IAM: support assigning roles on the Fleet by davepacheco · Pull Request #1051 · oxidecomputer/omicron

davepacheco · 2022-05-09T22:51:47Z

This change adds support for assigning global roles.

The biggest change was reworking the role_assignment test. Sorry for all the churn here today. The test feels a little overcomplicated now, but it's cleaner in that we're properly abstracting the differences between the test at the Fleet level vs. Silo level vs. for other resources. And we're still sharing the code that implements the guts of the test. I like this because there are a bunch of pieces to it and I'd rather we not copy/paste those for each kind of resource that supports role assignments.

Also worth noting: the authz subsystem uses "the Fleet" (from RFD 24) to mean "global". To be clear, the roles being assigned here are global to "the rack" in our MVP. When we grow to support multi-rack deployments, they will probably be scoped to the availability zone or region, not Fleet in the way that RFD 24 defines it. But I'm not yet sure which, and I'm not sure we want to commit to that in the MVP. We should resolve this, but I'd like to defer it for now so I've stuck with "Fleet" here. I've added an item to #849 to revisit this.

plotnick

The churn is no problem - it lead to cleaner code. I like the new trait much more than the magic argument.

davepacheco · 2022-05-09T23:52:22Z

While self-reviewing this, I saw the comment about disallowing people from assigning the "external-authenticator" role.
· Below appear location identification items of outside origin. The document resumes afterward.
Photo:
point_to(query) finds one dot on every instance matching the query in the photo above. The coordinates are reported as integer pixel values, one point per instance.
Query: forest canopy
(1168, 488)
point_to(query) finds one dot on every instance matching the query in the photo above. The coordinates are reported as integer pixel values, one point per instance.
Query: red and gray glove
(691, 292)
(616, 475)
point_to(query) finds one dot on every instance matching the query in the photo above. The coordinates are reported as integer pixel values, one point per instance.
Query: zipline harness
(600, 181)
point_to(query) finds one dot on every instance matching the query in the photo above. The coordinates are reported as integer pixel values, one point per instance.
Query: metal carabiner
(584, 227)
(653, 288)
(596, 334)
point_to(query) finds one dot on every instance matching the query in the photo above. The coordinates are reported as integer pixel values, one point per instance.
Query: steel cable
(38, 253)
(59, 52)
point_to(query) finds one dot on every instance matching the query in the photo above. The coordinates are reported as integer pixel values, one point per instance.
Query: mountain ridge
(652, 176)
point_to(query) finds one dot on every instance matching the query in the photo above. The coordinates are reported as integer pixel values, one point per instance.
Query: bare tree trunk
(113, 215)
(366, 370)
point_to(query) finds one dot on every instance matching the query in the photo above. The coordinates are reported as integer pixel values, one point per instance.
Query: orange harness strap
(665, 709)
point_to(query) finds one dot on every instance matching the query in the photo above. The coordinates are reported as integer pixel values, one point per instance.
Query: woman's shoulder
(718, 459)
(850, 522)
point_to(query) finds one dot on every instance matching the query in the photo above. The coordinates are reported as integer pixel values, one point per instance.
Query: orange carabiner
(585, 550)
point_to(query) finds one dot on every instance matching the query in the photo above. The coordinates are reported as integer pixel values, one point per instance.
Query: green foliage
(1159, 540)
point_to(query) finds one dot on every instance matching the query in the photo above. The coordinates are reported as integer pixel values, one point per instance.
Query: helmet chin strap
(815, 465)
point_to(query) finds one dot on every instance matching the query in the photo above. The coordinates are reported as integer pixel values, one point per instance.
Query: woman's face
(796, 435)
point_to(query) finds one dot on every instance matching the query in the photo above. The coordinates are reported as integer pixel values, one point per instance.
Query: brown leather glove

I thought I'd add a test for that and discovered that it works (which is bad). I'm not sure how yet, given the #[serde(skip_deserializing)] on that variant. I confirmed that this annotation normally does prevent you from deserializing a JSON value with such a variant:
https://play.rust-lang.org/?version=stable&mode=debug&edition=2021&gist=a83f66d46e0ebea5107bdac3b3b328b4

I think the next step will be to create a minimal dropshot example and dig in. Even so, the serde annotation does prevent this variant from showing up in the OpenAPI spec. That's a nice plus.

Anyway, fixing this won't be easy: the fleet-wide policy comes with an assignment of "external-authenticator" (for internal use). So if we disallow the update-fleet-policy endpoint from accepting that role, then you won't be able to change the policy except by removing this role -- which, come to think of it, you shouldn't be able to do anyway. That'd break the system badly.

It feels like we should hide assignments like this from the "fetch policy" endpoint and leave them alone in the "update policy" endpoint. There are a few ways to do this:

Hide any assignments to a built-in user. Built-in users are total implementation details anyway. I initially left these in because it was easier and more transparent to include them, but this problem changes things. This might be kind of an invasive change but I think it's the cleanest of these options.
Add a boolean on the role_builtin table indicating that a role is internal-only and hide assignments to internal roles. In this world, any assignment to "external-authenticator" would be hidden. In practice, this shouldn't be any different from the first case because it shouldn't be possible to assign this role to anything other than the one built-in user that already gets it. This approach could be better if we want to still be able to report things like "this part of Nexus can read anything in the Fleet". But that doesn't feel very principled: why report that and not the external-authenticator thing? Plus, again, these internal users are all meaningless to customers.
Add a boolean on the role_assignment_builtin table indicating the assignment is internal-only. In this world, you could have another built-in user with the "external-authenticator" role on the Fleet that we would report. I can't see why this would be useful.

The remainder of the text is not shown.